Boromycin did not significantly affect T. gondii invasion into host cells. Invasion of T. gondii tachyzoites was first synchronized by exposing the parasites to high-K⁺ buffer in the HFF monolayer for 20 min. High-K⁺ buffer was then aspirated, and parasites on the host cell surface were exposed to 25 nM, 50 nM boromycin, or DMSO in CM for 5 min before fixation. (A) Number of parasites counted in 10 randomly selected fields. (B) Percent invasion was calculated as (number of intracellular parasites/total number of parasites) × 100. A significant reduction in tachyzoite invasion of HFF was not observed with 25 nM boromycin. Increasing the concentration to 50 nM resulted in a slight, but not statistically significant, reduction in invasion compared to the DMSO control (P = 0.0650).

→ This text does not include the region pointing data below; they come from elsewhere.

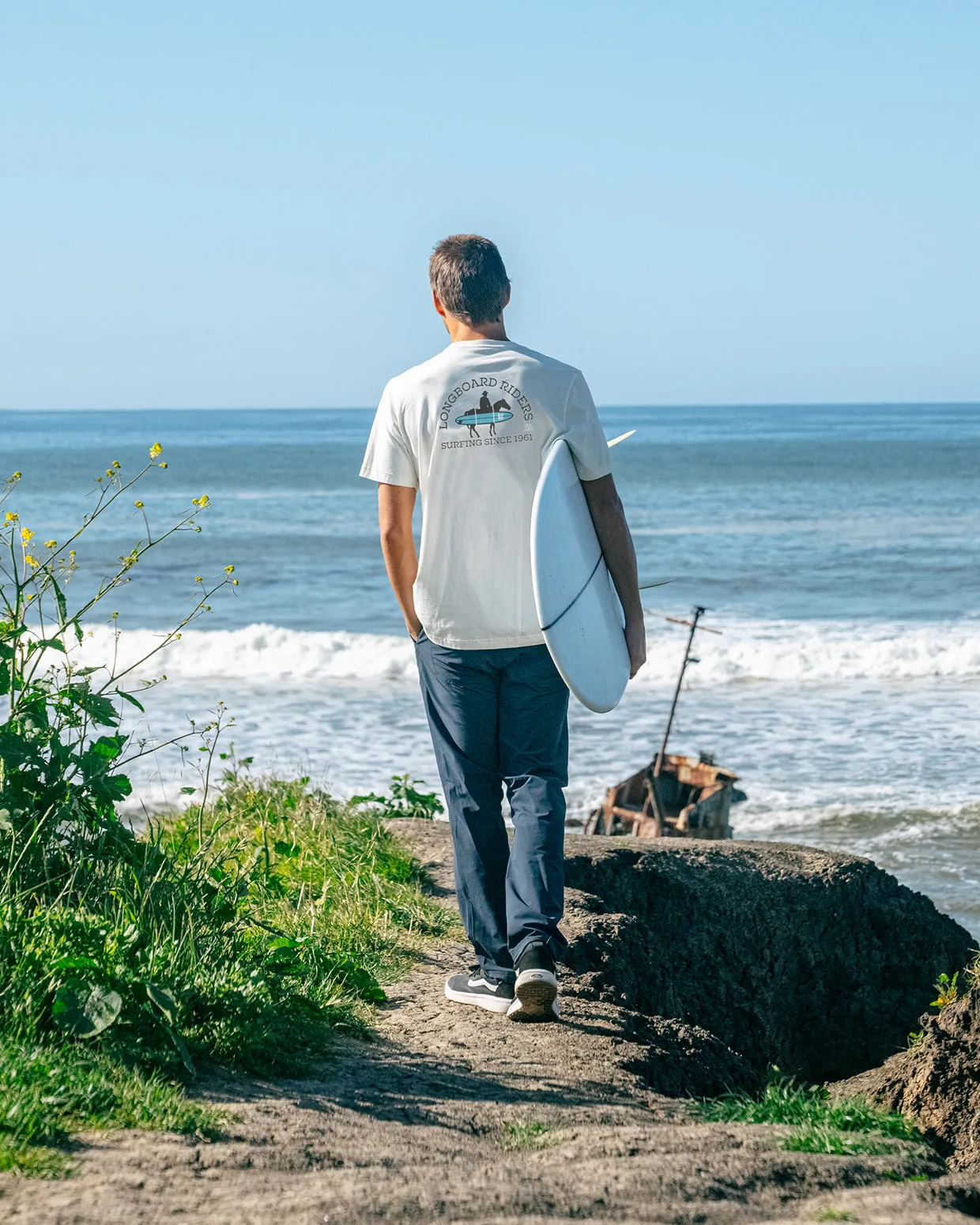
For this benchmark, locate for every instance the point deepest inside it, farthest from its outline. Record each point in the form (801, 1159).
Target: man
(495, 702)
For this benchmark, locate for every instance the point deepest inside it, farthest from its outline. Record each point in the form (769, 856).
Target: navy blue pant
(499, 719)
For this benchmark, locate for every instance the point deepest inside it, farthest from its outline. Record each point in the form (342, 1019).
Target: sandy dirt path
(418, 1126)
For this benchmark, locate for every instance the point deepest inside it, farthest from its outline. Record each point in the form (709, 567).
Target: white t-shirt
(469, 430)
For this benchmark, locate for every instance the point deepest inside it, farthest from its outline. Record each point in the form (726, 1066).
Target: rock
(813, 960)
(936, 1083)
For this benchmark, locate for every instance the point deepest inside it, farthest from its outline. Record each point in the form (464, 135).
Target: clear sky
(209, 204)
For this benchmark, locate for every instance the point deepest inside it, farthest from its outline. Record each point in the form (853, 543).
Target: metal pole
(697, 614)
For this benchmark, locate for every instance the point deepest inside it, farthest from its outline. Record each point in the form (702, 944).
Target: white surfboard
(579, 609)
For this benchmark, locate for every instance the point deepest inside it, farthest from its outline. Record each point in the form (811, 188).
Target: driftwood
(690, 797)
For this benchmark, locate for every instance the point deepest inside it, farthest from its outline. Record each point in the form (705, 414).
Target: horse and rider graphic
(487, 414)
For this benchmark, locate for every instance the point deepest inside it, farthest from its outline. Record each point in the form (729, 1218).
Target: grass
(527, 1136)
(245, 933)
(820, 1125)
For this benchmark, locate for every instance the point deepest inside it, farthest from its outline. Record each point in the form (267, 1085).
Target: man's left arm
(394, 507)
(610, 526)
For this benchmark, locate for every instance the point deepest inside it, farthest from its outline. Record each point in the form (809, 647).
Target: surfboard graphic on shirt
(485, 414)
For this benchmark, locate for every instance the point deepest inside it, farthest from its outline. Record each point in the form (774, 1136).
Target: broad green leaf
(75, 963)
(85, 1011)
(100, 710)
(108, 746)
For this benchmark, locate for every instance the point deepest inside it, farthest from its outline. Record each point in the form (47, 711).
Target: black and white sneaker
(537, 988)
(476, 989)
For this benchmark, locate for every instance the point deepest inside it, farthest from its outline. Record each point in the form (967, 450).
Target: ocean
(837, 549)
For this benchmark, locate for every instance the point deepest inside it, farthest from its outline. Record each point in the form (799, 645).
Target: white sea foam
(788, 652)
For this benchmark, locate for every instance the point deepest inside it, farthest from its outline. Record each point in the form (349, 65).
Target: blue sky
(216, 205)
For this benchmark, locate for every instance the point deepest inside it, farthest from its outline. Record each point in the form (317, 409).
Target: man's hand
(636, 643)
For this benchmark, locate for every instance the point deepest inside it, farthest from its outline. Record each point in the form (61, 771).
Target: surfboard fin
(623, 438)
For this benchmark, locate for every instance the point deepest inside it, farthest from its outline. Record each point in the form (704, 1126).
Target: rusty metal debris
(674, 797)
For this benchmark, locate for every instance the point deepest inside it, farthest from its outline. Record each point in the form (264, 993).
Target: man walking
(495, 702)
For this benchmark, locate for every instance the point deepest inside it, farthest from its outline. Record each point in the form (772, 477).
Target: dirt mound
(936, 1083)
(681, 1061)
(816, 962)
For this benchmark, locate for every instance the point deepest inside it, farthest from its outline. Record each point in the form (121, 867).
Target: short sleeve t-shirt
(469, 430)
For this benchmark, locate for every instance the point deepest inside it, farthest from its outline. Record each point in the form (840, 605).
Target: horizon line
(368, 408)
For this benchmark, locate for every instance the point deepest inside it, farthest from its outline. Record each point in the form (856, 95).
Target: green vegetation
(244, 930)
(946, 991)
(405, 800)
(821, 1125)
(527, 1136)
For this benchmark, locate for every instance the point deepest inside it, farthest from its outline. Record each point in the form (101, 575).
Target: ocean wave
(788, 652)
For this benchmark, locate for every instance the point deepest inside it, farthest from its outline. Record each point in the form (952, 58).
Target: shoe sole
(536, 997)
(479, 1001)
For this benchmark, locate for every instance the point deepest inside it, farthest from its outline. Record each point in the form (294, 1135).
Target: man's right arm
(394, 507)
(610, 526)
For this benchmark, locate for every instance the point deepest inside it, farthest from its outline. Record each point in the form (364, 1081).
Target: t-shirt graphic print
(469, 429)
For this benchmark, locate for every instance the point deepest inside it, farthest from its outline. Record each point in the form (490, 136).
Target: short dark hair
(469, 278)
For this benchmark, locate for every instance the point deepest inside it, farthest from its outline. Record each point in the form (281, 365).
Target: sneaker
(537, 988)
(476, 989)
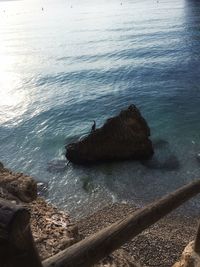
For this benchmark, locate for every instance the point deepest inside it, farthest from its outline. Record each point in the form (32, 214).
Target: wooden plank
(197, 241)
(94, 248)
(17, 248)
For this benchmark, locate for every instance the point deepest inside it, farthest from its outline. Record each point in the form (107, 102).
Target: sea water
(66, 63)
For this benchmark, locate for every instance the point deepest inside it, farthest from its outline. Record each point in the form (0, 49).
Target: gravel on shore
(160, 245)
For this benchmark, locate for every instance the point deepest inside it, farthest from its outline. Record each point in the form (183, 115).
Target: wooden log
(94, 248)
(17, 247)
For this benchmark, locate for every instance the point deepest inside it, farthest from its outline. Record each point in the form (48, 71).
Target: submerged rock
(163, 159)
(125, 136)
(171, 163)
(57, 166)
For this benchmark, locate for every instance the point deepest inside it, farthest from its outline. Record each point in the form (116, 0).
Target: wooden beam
(197, 241)
(94, 248)
(17, 247)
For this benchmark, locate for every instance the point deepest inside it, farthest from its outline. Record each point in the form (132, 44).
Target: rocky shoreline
(53, 230)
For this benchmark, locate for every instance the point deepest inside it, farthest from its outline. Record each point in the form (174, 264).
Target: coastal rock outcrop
(125, 136)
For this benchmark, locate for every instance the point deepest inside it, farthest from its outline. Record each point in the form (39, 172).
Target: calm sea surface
(66, 63)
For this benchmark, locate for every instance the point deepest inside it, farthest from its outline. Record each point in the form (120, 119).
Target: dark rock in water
(160, 143)
(57, 166)
(171, 163)
(125, 136)
(42, 188)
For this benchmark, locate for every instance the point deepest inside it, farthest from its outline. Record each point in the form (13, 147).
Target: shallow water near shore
(65, 64)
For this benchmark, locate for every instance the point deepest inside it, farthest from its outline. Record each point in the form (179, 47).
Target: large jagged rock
(17, 185)
(125, 136)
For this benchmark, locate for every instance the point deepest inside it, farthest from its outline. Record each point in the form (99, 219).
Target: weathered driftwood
(92, 249)
(17, 247)
(197, 241)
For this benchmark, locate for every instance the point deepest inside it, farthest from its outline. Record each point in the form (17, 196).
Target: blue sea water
(66, 63)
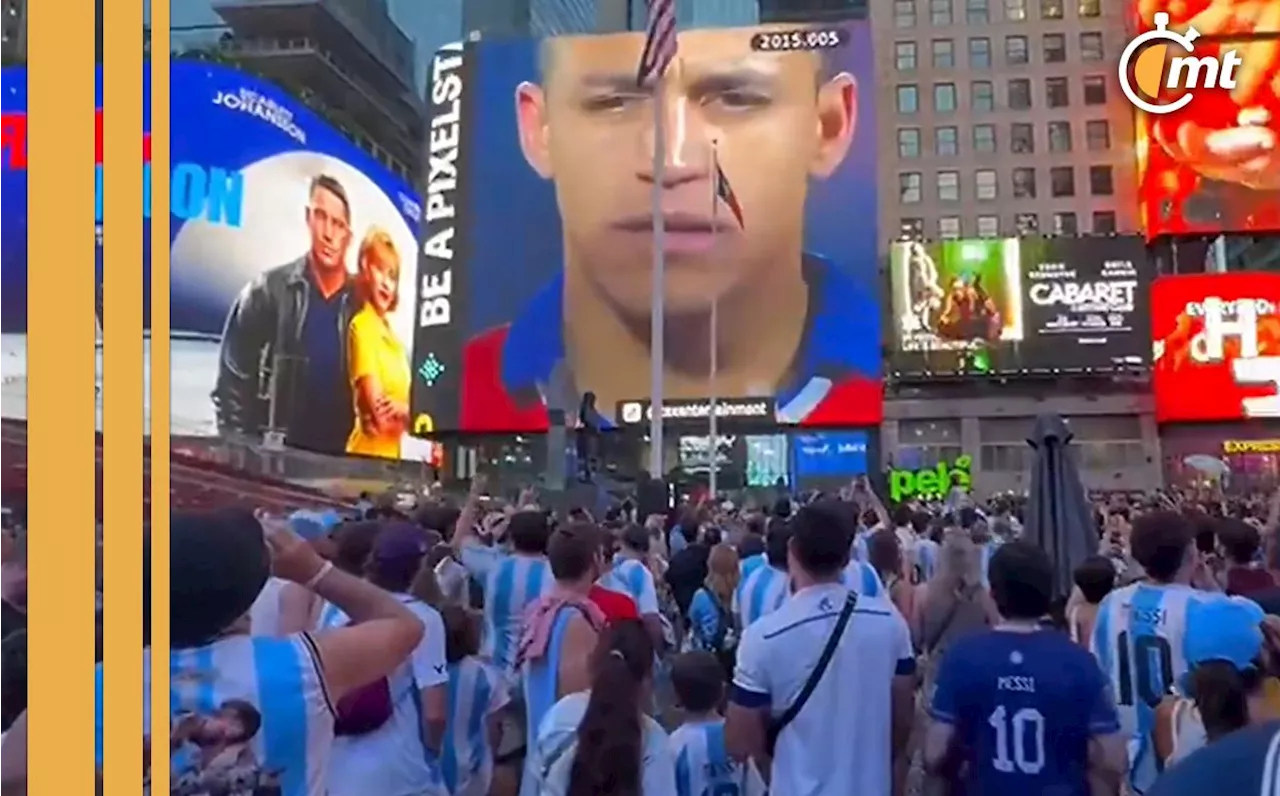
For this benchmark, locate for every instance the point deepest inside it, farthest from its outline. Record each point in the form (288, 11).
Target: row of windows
(1018, 95)
(1061, 183)
(941, 13)
(942, 51)
(1022, 138)
(952, 227)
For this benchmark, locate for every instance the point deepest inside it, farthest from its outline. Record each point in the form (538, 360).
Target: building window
(984, 138)
(1097, 135)
(904, 55)
(1101, 182)
(946, 141)
(904, 13)
(984, 183)
(1059, 136)
(908, 99)
(909, 142)
(910, 187)
(941, 13)
(945, 97)
(1015, 50)
(944, 54)
(1024, 183)
(1057, 92)
(979, 53)
(1091, 46)
(1061, 181)
(949, 186)
(1019, 94)
(1022, 138)
(1055, 47)
(982, 95)
(1096, 90)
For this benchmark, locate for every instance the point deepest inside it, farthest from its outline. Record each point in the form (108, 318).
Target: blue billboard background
(243, 155)
(507, 243)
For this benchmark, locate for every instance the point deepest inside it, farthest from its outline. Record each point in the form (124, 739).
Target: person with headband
(600, 740)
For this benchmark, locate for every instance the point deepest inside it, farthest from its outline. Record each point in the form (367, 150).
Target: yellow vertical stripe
(160, 387)
(122, 396)
(60, 410)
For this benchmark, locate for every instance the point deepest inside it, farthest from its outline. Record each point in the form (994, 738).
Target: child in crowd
(703, 764)
(476, 694)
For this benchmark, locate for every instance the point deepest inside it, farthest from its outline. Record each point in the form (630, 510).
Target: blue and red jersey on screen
(1024, 707)
(511, 373)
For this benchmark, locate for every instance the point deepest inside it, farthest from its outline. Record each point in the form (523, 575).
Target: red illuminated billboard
(1216, 347)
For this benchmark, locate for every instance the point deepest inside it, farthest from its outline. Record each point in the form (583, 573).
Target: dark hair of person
(461, 632)
(1159, 543)
(611, 735)
(1239, 539)
(353, 541)
(698, 680)
(572, 550)
(776, 543)
(1096, 577)
(1221, 695)
(529, 531)
(1022, 581)
(821, 536)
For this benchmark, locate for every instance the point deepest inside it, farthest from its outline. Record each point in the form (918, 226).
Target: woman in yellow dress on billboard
(376, 358)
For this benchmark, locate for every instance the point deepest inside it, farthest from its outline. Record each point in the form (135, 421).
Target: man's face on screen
(773, 119)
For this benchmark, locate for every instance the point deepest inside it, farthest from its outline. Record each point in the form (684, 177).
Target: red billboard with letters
(1216, 347)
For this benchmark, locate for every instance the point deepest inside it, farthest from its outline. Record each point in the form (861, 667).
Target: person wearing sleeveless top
(256, 713)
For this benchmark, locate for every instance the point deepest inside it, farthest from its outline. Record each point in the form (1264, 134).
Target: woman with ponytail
(600, 741)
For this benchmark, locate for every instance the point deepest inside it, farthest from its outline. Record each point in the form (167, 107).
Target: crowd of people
(824, 644)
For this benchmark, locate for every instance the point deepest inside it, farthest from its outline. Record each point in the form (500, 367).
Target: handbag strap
(818, 671)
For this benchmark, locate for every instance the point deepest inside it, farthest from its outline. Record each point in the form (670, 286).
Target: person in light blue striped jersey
(476, 694)
(703, 765)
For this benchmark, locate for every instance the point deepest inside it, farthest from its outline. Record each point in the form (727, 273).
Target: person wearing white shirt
(845, 736)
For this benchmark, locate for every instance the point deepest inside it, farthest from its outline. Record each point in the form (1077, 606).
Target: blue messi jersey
(1024, 705)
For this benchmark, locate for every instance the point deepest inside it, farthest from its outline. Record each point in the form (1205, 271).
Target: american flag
(659, 41)
(725, 193)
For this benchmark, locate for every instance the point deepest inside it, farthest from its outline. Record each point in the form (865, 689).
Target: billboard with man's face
(293, 268)
(539, 243)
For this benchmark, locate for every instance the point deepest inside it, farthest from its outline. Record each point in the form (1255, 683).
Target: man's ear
(837, 118)
(531, 120)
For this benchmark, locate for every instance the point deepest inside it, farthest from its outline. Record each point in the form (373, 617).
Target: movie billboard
(293, 268)
(1019, 306)
(1216, 347)
(538, 236)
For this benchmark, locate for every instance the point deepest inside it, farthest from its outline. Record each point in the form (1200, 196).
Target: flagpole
(713, 438)
(658, 303)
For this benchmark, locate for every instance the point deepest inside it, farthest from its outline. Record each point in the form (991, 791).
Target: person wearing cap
(1232, 662)
(282, 609)
(401, 758)
(283, 690)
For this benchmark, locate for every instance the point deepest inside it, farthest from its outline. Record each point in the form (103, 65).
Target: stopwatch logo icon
(1155, 69)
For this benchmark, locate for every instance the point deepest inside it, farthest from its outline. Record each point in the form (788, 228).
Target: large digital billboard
(1019, 305)
(1216, 346)
(538, 252)
(293, 266)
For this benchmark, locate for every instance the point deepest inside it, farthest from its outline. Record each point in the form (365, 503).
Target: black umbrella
(1059, 517)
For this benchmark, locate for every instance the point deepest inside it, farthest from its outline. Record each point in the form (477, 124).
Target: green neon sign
(931, 481)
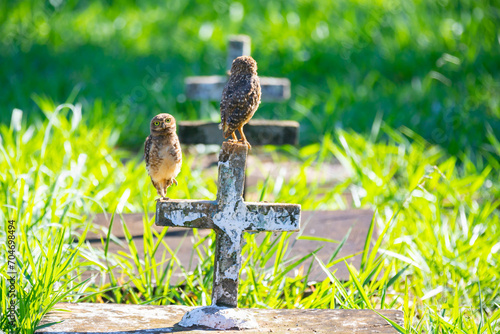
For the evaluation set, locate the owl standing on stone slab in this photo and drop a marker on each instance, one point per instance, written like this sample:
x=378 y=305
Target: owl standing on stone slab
x=162 y=153
x=240 y=97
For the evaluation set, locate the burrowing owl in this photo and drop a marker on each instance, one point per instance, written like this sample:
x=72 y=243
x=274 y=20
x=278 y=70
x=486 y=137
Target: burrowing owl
x=162 y=152
x=240 y=97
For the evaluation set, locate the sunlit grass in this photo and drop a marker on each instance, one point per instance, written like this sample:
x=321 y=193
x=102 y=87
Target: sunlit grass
x=429 y=65
x=436 y=257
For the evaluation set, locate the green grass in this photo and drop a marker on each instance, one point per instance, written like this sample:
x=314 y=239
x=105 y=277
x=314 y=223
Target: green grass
x=431 y=66
x=436 y=257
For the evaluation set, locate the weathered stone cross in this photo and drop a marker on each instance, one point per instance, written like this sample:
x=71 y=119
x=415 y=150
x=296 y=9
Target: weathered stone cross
x=229 y=216
x=259 y=132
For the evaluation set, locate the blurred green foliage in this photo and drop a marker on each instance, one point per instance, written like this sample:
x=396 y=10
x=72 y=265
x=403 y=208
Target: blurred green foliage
x=429 y=65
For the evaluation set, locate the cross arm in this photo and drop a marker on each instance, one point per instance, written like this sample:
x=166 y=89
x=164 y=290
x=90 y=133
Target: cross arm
x=272 y=217
x=258 y=132
x=185 y=213
x=210 y=88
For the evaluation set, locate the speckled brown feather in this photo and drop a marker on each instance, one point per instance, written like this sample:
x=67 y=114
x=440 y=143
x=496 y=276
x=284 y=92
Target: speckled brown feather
x=162 y=153
x=241 y=95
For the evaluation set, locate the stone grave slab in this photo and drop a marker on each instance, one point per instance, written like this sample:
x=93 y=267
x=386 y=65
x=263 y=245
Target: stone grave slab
x=326 y=224
x=134 y=319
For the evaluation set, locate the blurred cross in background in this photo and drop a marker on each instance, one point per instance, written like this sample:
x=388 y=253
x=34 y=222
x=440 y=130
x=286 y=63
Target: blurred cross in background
x=259 y=132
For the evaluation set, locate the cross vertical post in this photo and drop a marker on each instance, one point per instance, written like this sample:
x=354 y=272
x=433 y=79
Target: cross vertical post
x=228 y=243
x=229 y=216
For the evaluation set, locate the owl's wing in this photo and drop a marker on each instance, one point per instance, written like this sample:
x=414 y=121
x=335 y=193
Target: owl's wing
x=225 y=103
x=147 y=147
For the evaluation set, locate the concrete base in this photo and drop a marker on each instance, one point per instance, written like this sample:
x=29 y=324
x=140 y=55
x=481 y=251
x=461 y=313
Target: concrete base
x=219 y=318
x=120 y=319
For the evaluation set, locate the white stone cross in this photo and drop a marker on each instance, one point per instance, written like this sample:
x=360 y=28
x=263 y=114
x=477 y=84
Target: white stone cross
x=229 y=216
x=210 y=87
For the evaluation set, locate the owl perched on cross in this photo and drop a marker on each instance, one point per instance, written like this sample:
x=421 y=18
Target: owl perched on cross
x=162 y=153
x=240 y=97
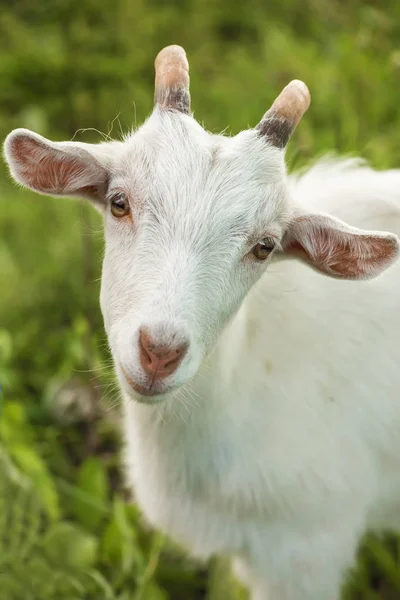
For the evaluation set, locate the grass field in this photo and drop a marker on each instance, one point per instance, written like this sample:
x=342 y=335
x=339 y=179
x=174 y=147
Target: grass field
x=67 y=529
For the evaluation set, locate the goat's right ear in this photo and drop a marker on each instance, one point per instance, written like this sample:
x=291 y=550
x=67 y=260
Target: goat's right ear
x=56 y=168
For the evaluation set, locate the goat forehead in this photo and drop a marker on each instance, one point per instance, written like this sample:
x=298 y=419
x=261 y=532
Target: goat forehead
x=185 y=175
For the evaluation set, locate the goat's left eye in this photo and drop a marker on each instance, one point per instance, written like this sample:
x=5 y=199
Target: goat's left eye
x=263 y=249
x=120 y=205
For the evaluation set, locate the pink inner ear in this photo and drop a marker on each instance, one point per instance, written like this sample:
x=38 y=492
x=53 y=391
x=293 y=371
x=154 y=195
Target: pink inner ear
x=340 y=253
x=54 y=171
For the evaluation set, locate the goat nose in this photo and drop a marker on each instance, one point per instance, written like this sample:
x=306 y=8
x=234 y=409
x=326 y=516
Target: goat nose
x=159 y=361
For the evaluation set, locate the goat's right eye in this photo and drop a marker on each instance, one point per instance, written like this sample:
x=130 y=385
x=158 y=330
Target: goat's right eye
x=120 y=205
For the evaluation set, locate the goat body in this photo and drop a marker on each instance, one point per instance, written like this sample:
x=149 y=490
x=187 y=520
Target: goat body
x=261 y=407
x=286 y=445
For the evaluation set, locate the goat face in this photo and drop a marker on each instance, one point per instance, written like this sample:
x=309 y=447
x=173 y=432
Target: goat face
x=191 y=222
x=199 y=218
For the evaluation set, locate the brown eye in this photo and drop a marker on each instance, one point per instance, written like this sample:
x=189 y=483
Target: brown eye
x=120 y=205
x=262 y=250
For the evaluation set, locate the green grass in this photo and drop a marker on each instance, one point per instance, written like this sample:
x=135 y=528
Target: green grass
x=81 y=63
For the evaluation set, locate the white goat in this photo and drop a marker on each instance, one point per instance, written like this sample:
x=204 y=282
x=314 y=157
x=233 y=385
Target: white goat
x=262 y=410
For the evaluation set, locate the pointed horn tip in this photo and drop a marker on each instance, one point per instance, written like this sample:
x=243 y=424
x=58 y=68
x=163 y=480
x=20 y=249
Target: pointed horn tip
x=172 y=53
x=301 y=90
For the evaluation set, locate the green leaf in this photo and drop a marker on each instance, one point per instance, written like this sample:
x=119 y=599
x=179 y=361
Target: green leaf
x=34 y=467
x=69 y=545
x=89 y=506
x=119 y=546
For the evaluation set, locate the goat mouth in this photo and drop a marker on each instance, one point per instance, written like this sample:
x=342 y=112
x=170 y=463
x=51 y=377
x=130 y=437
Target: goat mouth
x=153 y=388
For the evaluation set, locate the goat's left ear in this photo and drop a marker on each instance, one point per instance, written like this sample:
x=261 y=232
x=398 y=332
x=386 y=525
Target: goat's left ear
x=56 y=168
x=339 y=250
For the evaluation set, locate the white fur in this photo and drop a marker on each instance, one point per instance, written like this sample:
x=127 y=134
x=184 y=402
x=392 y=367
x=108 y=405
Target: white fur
x=278 y=438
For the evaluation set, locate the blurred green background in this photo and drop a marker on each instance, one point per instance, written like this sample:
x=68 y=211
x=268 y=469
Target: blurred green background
x=84 y=69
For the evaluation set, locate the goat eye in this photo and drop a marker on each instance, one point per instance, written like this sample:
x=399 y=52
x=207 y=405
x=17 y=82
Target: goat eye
x=120 y=205
x=263 y=249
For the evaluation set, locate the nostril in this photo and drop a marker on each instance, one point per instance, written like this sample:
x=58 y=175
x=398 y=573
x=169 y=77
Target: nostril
x=158 y=361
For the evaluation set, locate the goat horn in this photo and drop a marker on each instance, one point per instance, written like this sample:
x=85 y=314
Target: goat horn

Means ± SD of results from two independent experiments are shown.

FIG 5

Boromycin potently inhibits in vitro growth of C. parvum. NLuc C. parvum Iowa oocysts were used to infect HCT-8 cells for 24 h. Infected cells were treated with 2-fold serial dilutions of boromycin, and parasite growth was evaluated 48 h posttreatment. C. parvum growth was monitored by nanoluciferase activity. Boromycin exhibited an EC₅₀ of 4.99 nM (95% CI, 3.77 to 6.49 nM) against C. parvum. Samples were run in triplicate, and the means ± SD of results from three independent experiments are shown.

FIG 6

Boromycin is not toxic to host cells at therapeutic concentrations. Host cells used in the in vitro parasite inhibition assays (HFF, HCT-8) were grown to 40% confluence and then treated with boromycin from 11 μM to 0.089 μM. The viability of the cells was determined by quantification of ATP with a CellTiter Glo luminescent assay after 24 h of drug exposure. Boromycin’s half-maximal cytotoxic concentration (CC₅₀) was calculated to be 20.0 μM (95% CI, 13.32 to 39.30 μM) for HFF and 27.46 μM (95% CI, 13.80 to 88.44 μM) for HCT-8 cells. Samples were run in triplicate, and the means ± SD of results from three independent experiments are shown.